Thursday, February 9, 2012

Qiuyuan Chen: Indiana University – Peking University Staff Exchange Program

Qiuyuan Chen, from the Graduate School at Peking University in Beijing, China,
visited the IU campus in the month of January. She was part of
a staff exchange program between IU and PKU.
This January, 2012, the Indiana University Graduate School hosted a Chinese colleague through a staff exchange program between IU and the Graduate School at Peking University (PKU) in Beijing, China. Qiuyuan Chen spent the month meeting with her counterparts at the IU Graduate School, Office of the Registrar and other academic and administrative units.

The lake and water tower in Peking University.
The stone fish in the foreground is a remnant from
the Old Summer Palace just north of the campus.
“I think the biggest difference [between IU and PKU Graduate Schools] is the administrative system. IU is highly decentralized and we [PKU] are very centralized. For us, it’s an office-oriented system, but here it is position-oriented. I think it is easier for us to do teamwork and here literally there is only one person in charge of one field of work and people here are more specialized for that reason. For us, it’s easier to transfer from one office [position] to another,” Chen said.

“Some of the ordinary processes are similar,” she said, "and there are many common elements between our universities.”

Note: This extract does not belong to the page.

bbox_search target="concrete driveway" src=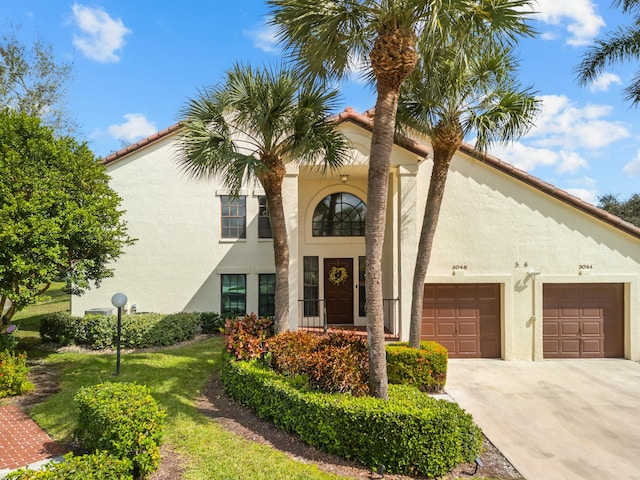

For example, PKU and IU have about the same number of students and both universities have a strong focus on the arts, languages and humanities as well as the natural and social sciences. To give a localized comparison, if PKU is like IU, then TsingHua University, next door to PKU in Beijing, is like Purdue.

The PKU Graduate School is located in Red Building No. 2.
The PKU campus was originally in a hutong area in downtown
Beijing, but in the 1950s it moved to an old palace grounds in the
northwest part of Beijing. The Graduate School is located in one
of the traditional style buildings from that palace.
“We also seem to have similar problems,” Chen said. “Students have a lot of pressure surrounding their dissertations both here and in China, especially the doctoral students. I spoke with an IU graduate student who attended PKU for her undergraduate degree, and she said it can be difficult to get the desired job after finishing a PhD because doctoral students want the invested time and money in their education to be returned. Students in China have the same career pressures.”

“These days graduate educators in China are paying more attention to quality rather than just quantity,” Chen said.

“I believe that PKU and IU will discover they have a lot they can learn from one other. The exchange program is a good way to help us to communicate, and itself is a good example of graduate education internationalization as well.”